II. Cihan Harbi devri, artık Turancılık yapacak zaman değildi. Turancılıktan bahsedenler, hapse atılıp işkence gördü. Bir yandan da Türkçülük, aslî manasından uzaklaştırılarak bir alt-elit baskı vasıtası hâline getirildi. Zamanla Türk, “Türkçe konuşanlar”; “Türküm diyenler” ve nihayet anayasada da ifadesini bulduğu şekliyle, “Türkiye vatandaşları” için kullanılmaya başlandı.

12 Eylül’den sonra Türk-İslâm Sentezi olarak bilinen resmî ideolojiye göre, Türk, “Türkçe konuşan Müslüman” idi. “Türk müsünüz, Müslüman mısınız?” sualine Türkeş, “Tanrı Dağı (7429 m) kadar Türk; Hira Dağı (621 m) kadar Müslümanım” diyerek, münakaşaya nokta koydu.
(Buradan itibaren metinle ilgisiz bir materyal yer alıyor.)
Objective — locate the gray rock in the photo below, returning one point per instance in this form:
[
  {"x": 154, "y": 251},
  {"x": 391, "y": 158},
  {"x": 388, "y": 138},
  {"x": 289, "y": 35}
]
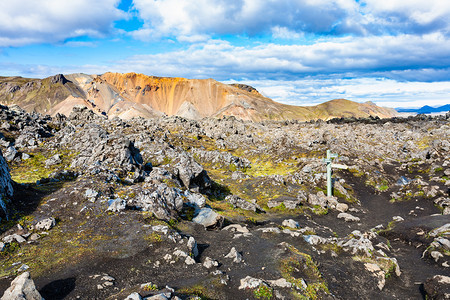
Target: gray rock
[
  {"x": 314, "y": 239},
  {"x": 192, "y": 246},
  {"x": 403, "y": 181},
  {"x": 11, "y": 153},
  {"x": 6, "y": 189},
  {"x": 209, "y": 263},
  {"x": 348, "y": 217},
  {"x": 236, "y": 228},
  {"x": 192, "y": 173},
  {"x": 250, "y": 283},
  {"x": 46, "y": 224},
  {"x": 91, "y": 195},
  {"x": 342, "y": 207},
  {"x": 290, "y": 223},
  {"x": 22, "y": 287},
  {"x": 134, "y": 296},
  {"x": 54, "y": 160},
  {"x": 241, "y": 203},
  {"x": 14, "y": 237},
  {"x": 235, "y": 255},
  {"x": 195, "y": 199},
  {"x": 161, "y": 296},
  {"x": 116, "y": 205},
  {"x": 437, "y": 287},
  {"x": 207, "y": 217},
  {"x": 164, "y": 202}
]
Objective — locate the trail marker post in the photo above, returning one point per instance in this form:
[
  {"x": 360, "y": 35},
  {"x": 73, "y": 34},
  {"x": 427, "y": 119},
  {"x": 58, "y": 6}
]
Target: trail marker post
[{"x": 330, "y": 165}]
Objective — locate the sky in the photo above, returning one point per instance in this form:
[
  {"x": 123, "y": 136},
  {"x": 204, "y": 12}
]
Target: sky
[{"x": 395, "y": 53}]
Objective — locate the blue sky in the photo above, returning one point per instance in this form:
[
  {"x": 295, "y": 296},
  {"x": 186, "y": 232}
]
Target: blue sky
[{"x": 395, "y": 53}]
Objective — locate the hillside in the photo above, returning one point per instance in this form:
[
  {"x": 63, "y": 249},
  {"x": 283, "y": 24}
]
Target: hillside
[
  {"x": 130, "y": 95},
  {"x": 169, "y": 208},
  {"x": 426, "y": 109}
]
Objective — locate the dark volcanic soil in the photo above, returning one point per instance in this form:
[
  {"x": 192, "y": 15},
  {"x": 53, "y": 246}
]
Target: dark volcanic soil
[{"x": 155, "y": 172}]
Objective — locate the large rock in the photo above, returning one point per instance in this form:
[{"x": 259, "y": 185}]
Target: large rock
[
  {"x": 437, "y": 287},
  {"x": 22, "y": 288},
  {"x": 241, "y": 203},
  {"x": 6, "y": 189},
  {"x": 207, "y": 217},
  {"x": 192, "y": 173},
  {"x": 164, "y": 202}
]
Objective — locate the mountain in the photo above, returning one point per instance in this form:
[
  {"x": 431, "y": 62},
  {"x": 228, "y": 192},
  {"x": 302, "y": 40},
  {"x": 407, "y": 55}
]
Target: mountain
[
  {"x": 130, "y": 95},
  {"x": 426, "y": 109}
]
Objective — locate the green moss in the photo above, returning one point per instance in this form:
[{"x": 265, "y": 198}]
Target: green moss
[
  {"x": 263, "y": 292},
  {"x": 33, "y": 169},
  {"x": 300, "y": 269},
  {"x": 150, "y": 287},
  {"x": 383, "y": 188},
  {"x": 319, "y": 210},
  {"x": 53, "y": 252},
  {"x": 154, "y": 237}
]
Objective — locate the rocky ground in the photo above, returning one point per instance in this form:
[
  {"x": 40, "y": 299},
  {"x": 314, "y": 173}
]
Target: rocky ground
[{"x": 171, "y": 208}]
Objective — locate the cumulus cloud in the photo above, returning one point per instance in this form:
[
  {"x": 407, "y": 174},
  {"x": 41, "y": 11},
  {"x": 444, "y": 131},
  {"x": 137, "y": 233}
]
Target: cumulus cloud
[
  {"x": 25, "y": 22},
  {"x": 383, "y": 92},
  {"x": 330, "y": 17},
  {"x": 387, "y": 56},
  {"x": 192, "y": 17}
]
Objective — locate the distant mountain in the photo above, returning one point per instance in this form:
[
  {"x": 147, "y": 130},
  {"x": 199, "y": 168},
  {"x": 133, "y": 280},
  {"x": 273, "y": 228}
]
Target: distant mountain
[
  {"x": 131, "y": 95},
  {"x": 426, "y": 109}
]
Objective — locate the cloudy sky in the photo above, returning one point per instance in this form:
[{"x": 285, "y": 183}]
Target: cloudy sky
[{"x": 393, "y": 52}]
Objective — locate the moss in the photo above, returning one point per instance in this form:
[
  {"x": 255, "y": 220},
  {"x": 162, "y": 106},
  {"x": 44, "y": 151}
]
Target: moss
[
  {"x": 299, "y": 269},
  {"x": 266, "y": 166},
  {"x": 319, "y": 210},
  {"x": 383, "y": 188},
  {"x": 154, "y": 237},
  {"x": 150, "y": 287},
  {"x": 197, "y": 290},
  {"x": 53, "y": 252},
  {"x": 263, "y": 292},
  {"x": 33, "y": 169}
]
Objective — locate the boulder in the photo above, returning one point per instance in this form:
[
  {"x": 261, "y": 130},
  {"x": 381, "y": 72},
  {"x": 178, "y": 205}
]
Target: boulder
[
  {"x": 192, "y": 174},
  {"x": 207, "y": 217},
  {"x": 46, "y": 224},
  {"x": 437, "y": 287},
  {"x": 22, "y": 288},
  {"x": 290, "y": 223},
  {"x": 164, "y": 201},
  {"x": 241, "y": 203},
  {"x": 235, "y": 255},
  {"x": 134, "y": 296},
  {"x": 116, "y": 205},
  {"x": 6, "y": 189},
  {"x": 348, "y": 217}
]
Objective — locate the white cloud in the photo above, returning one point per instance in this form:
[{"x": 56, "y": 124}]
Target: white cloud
[
  {"x": 292, "y": 18},
  {"x": 192, "y": 17},
  {"x": 383, "y": 92},
  {"x": 400, "y": 57},
  {"x": 284, "y": 33},
  {"x": 25, "y": 22}
]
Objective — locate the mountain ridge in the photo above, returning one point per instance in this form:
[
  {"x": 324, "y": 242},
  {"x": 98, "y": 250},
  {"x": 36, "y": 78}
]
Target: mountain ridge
[
  {"x": 426, "y": 109},
  {"x": 129, "y": 95}
]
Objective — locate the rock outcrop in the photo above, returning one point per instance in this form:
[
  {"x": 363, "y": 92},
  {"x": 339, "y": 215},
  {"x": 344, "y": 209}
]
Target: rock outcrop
[
  {"x": 131, "y": 95},
  {"x": 22, "y": 288}
]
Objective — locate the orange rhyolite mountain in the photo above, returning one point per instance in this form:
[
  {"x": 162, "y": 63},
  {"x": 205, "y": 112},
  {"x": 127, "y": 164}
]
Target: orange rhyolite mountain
[{"x": 130, "y": 95}]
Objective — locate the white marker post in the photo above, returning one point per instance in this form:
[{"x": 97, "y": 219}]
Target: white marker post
[{"x": 330, "y": 165}]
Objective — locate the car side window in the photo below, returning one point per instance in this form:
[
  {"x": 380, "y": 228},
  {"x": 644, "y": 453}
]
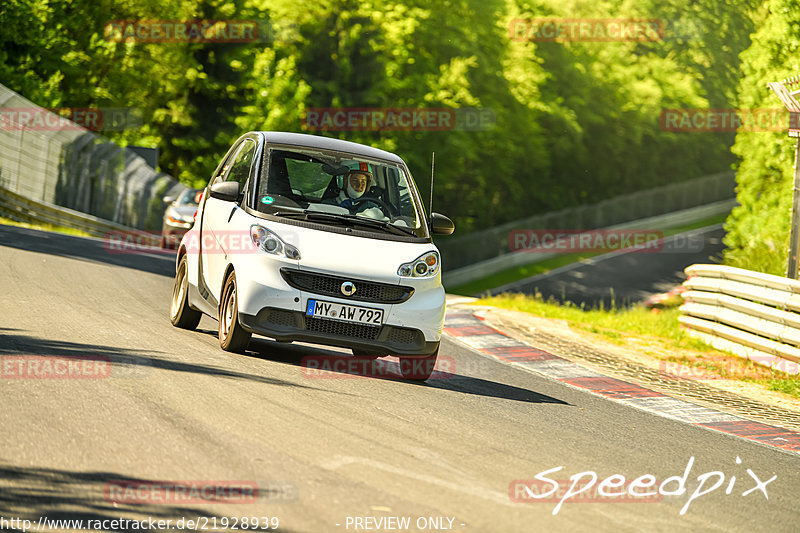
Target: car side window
[{"x": 242, "y": 163}]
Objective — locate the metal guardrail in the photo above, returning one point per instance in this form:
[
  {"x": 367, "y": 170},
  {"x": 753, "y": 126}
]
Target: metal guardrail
[
  {"x": 482, "y": 269},
  {"x": 21, "y": 209},
  {"x": 61, "y": 163},
  {"x": 753, "y": 315},
  {"x": 465, "y": 250}
]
Geniş bir kesimde XXI. asırda hâlâ çocuklara Andımız gibi faşizan bir metni okutmak trajikomik bulunmakta; ırkçılık esasına dayalı olmaksızın milletin refah ve saadetini istemek; bunun için çalışmak manasına gelen Türk milliyetçiliği ile çağdışı ideolojileri irtibatlandırmak irtica olarak görülmektedir.

Padişah Türk mü?

Türk kelimesinin bir de sosyolojik mânâsı vardır. Türkler, Müslüman olduktan sonra, Müslüman olmayan ırkdaşları ile İslâmî kültürü zayıf göçebe ve köylüler hakkında Türk tabirini kullanmıştır. Anadolu’nun çok yerinde bu tabir, sıradan köylüler için kullanılmıştır. Bu çok normaldir. Klasik devirde, bir Türke, “Hangi millettensin?” dense, Müslüman olduğunu, sonra da belki mensubu bulunduğu aşireti söylerdi.

I. Cihan Harbi esnasında İttihatçı bir subayla genç bir asker arasındaki konuşma:

-Oğlum Türk müsün? -Hayır, Osmanlıyım. -Nece konuşuyorsun? -Türkçe. -Öyleyse Türksün. -Hayır efendim. -Ülen padişah da Türk? –Hayır, padişah Türk olamaz. (Rahmi Apak’ın Hatıraları)

Macarlar sayesinde

1918’de Alman hâkimiyetinden kurtulmaları Macarları köklerini aramaya sevketti. Bu sayede Türklerle akrabalıklarını yeniden keşfedip ciddi araştırmalar yaptılar. Türkler de menşelerini büyük ölçüde Macarlar sayesinde öğrenebildiler. Dünyada Türkoloji ilminin kurucusu Macarlardır.